We sat in that silence, both of us feeling the same relief. The weight of all those years, finally lifting.

Later, he sent me lyrics he'd written about us. He's not an emotional person, never has been. Words don't come easy to him. So this mattered. He was giving me what he could: his way of saying goodbye. His way of honoring what we'd been. I cried reading them, not because I wanted him back, but because after all these years, he'd found the words.

Letting go this time was not only forgiving him, but also releasing what I thought could have been.

For years, I tortured myself imagining another version of our story. A quantum reality where we loved each other correctly from the beginning. Where we found a way to grow together instead of growing apart. Where his potential became reality and my patience was rewarded.

But that timeline doesn't exist. And I finally stopped grieving it.

Releasing expectations about what "should" have been. Making peace with the fact that some beautiful stories are meant to be chapters, not whole books.

He taught me how much love I have inside. He gave me friendship, companionship, and heartbreak. He was a soul teacher.

Not because we were destined to meet, but because I learned through loving him what I'd never learned anywhere else: that I matter. That my needs matter. That wanting a partner who's actually ready isn't superficial. It's basic self-respect.

The greatest thing he taught me was that love isn't enough. You also need timing, readiness, and two people willing to choose each other consistently. Not just in words.
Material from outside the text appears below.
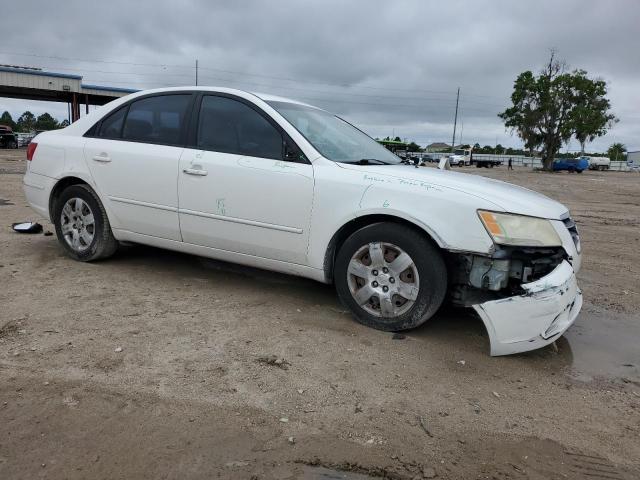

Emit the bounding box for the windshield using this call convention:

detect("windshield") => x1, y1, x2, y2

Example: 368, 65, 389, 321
267, 101, 401, 164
In actions.

When you're with someone in whom you see so much potential, you're not in a relationship with them. You're in a relationship with your imagination. With the future you're building in your head. With the version of yourself that will exist when they finally become who you need them to be.

I loved him. I also loved the idea of being someone who loved deeply enough to make it work. I loved proving I wasn't superficial. I loved the story I was telling myself about us.

The person meant for me won't make me wait years wondering if I'm worth choosing. They won't require me to build a better version of myself to deserve their readiness. They won't make me question whether wanting stability is shallow.

They'll be ready. Not perfect. Ready. And I'll be ready too. Not because I finally became enough, but because I finally knew I already was.

Three good years and three years of fighting isn't a grand love story. It's what happens when someone who doesn't know their worth meets someone who isn't ready to grow up.

I needed him then. I needed to learn what love could feel like. I needed someone to believe in me until I could believe in myself.

And then I needed to leave. I needed to learn that I could survive without him. That my story wasn't incomplete without him in it. That I was whole on my own.

What we had didn't need anyone else to understand it. It mattered because it happened. Because it opened capacities for feeling in me that I didn't know existed.

The loves that mark us don't define us by their presence, but by how they transform us forever.

I will wish him well always, from genuine peace. The greatest love we offer to someone who was important is freedom. Freedom to be. Freedom to follow their path. Freedom to forget.

That was the real lesson. Not about soulmates or destiny or quantum realities where we loved each other correctly.

About me. Learning to love myself enough.